# My Power Supply burnt and smoked but computer is still working



## sarmad811pk (Apr 19, 2007)

hi

Last night my pc's power supply spark a loud and smoked a lot while i was working on it due to voltage fluctuation. but it didn't shutdown the computer and it was still working at that time but for safety i jumped to master socket and plugged that out. i noticed that my speakers and router adapter are already burnt till that time. i cant do any thing about it so i go to sleep. wake up this morning and tried to turn on my computer, and luckily it turned on... what i want to know is what happened. what caused my power supply to spark and smoke huge. and then why is it still working. do i have to change the power supply. is it bad or just continue using it. 

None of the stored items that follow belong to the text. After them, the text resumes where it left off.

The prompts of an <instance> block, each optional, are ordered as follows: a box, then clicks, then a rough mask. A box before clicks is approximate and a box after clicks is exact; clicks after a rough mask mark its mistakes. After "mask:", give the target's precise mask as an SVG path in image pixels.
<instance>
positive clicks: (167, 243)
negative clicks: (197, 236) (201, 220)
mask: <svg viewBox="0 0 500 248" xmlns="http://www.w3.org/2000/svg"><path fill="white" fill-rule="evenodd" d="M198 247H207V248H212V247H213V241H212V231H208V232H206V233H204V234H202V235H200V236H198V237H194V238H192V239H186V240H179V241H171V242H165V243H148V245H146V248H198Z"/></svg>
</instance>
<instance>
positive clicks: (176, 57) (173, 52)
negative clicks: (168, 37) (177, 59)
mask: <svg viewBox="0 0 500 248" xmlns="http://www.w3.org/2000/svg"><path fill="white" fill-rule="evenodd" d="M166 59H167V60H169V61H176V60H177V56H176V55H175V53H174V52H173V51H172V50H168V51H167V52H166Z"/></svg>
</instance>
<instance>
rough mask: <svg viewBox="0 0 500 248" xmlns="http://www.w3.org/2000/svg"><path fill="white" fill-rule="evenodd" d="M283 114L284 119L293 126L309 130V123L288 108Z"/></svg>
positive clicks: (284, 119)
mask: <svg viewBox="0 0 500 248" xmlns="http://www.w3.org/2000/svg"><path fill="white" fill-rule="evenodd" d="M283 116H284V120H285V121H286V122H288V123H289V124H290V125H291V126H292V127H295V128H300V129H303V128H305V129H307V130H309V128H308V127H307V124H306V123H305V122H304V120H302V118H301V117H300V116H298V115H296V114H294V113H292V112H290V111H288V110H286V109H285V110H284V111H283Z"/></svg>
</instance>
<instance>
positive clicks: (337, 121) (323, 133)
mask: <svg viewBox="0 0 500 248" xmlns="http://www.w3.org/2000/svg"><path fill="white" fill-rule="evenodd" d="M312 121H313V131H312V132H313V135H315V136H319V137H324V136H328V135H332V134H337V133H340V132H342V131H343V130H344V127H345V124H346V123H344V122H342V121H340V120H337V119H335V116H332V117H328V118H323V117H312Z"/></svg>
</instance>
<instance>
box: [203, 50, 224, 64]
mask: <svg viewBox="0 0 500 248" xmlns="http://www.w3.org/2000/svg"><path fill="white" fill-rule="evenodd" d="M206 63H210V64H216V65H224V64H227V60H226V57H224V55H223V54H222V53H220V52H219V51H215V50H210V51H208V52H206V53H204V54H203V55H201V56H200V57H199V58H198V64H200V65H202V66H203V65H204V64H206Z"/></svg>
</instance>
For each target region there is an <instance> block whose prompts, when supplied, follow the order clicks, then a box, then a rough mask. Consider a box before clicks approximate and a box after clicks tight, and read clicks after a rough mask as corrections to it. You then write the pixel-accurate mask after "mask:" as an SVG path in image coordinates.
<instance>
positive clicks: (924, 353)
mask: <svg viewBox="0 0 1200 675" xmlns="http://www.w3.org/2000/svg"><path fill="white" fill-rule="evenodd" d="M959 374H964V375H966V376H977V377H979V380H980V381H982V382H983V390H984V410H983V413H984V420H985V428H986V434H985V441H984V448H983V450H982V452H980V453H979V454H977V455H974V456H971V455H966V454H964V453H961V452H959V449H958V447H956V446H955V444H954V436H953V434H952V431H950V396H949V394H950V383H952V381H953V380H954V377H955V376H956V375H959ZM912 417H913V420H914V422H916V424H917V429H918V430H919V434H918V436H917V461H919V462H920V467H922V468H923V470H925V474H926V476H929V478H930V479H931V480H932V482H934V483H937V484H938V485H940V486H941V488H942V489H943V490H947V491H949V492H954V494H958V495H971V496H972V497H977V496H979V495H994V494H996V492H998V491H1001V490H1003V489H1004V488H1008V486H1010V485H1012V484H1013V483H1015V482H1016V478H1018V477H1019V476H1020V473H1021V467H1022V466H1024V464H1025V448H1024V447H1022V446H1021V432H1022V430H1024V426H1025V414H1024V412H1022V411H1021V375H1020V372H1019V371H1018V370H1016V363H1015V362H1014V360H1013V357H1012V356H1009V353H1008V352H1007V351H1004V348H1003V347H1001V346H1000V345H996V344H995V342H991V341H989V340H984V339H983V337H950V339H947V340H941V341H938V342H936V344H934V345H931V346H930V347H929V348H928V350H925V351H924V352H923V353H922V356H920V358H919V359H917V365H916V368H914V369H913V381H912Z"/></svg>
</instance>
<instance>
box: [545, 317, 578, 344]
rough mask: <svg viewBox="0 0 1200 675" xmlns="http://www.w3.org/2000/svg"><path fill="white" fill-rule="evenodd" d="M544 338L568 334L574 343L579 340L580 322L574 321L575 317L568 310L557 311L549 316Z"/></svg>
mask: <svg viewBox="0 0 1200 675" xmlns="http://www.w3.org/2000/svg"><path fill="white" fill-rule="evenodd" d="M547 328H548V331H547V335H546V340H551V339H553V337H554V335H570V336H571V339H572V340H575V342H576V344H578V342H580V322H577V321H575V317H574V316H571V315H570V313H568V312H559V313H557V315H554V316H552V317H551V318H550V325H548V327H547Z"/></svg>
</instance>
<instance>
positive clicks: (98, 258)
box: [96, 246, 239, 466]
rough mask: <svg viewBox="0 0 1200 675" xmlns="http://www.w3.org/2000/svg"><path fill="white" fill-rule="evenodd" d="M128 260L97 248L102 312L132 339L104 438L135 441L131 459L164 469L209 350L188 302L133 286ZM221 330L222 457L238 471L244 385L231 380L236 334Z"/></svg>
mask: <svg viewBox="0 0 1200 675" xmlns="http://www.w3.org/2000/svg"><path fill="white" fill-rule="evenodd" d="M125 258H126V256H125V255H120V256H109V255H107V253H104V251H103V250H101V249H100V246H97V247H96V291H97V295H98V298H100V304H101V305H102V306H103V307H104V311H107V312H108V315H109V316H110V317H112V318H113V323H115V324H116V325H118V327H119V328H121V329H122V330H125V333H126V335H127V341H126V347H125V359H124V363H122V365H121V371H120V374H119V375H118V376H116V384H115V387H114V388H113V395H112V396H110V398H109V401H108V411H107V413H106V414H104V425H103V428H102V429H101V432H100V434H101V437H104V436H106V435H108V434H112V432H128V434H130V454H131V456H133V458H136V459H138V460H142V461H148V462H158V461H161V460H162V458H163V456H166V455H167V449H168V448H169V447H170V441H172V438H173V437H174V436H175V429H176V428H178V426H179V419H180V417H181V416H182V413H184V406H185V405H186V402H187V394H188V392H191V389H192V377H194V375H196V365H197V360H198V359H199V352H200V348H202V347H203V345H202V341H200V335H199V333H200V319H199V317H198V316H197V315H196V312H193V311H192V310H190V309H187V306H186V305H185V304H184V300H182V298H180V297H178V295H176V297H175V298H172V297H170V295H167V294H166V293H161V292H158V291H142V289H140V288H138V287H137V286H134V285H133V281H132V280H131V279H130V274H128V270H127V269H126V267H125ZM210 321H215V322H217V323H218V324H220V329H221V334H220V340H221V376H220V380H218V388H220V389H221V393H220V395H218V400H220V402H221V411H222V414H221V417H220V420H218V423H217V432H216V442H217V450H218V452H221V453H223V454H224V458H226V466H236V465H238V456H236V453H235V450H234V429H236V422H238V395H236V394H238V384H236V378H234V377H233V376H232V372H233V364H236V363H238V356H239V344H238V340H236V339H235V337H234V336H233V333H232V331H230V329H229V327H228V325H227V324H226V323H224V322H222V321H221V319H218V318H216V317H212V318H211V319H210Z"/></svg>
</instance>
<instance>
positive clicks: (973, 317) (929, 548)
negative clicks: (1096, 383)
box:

plus any extra information will be appreciated as at this point i don't know what to ask. as my 2 TV sets + all energy savers in my house and my beloved edifier speakers are gone.

Thank you guys
This forum is very helpful to me in the past and i hope it will be to me in the future

Additional Info about my PC's Power requirement
c2d 45nm processor
xfx 9600 gt 512mb
Cossaire DHX2 2x2GB ram
2 SATA HDDs
1 Dvd Writer
Intel 965lt Board
*LOCAL MADE* Good Quality 400 watt power supply


----------



## Tumbleweed36 (May 14, 2005)

First of all, you are a lucky person that it didn't fry some other components. You do need at least a good quality 550 watt power supply in there like a Corsair or SEasonic to run this rig. If it were mine, I would buy a 650 watt supply to be safe. I would suggest you DO NOT use the computer until you change the power supply or you are going to end up buying new ram, CPU...and the list goes on.


----------



## sarmad811pk (Apr 19, 2007)

thanks for the advise ... but before reading ur reply i have used my pc and watched a full DVD and rip that on my Computer with that "Burnt" Power supply.... .. i will be carefull with it now and replace it as soon as possible... do you think that 550/650 watts are really required for my pc... as these watts are quite expensive for electricity bill as i never ever shut down my PC


----------



## Tumbleweed36 (May 14, 2005)

Regardless of the size of your power supply, it only draws what it needs. In fact, if it is underpowered (working too hard), it could actually take more power for the same job. A larger power supply will not increase your electric bill.


----------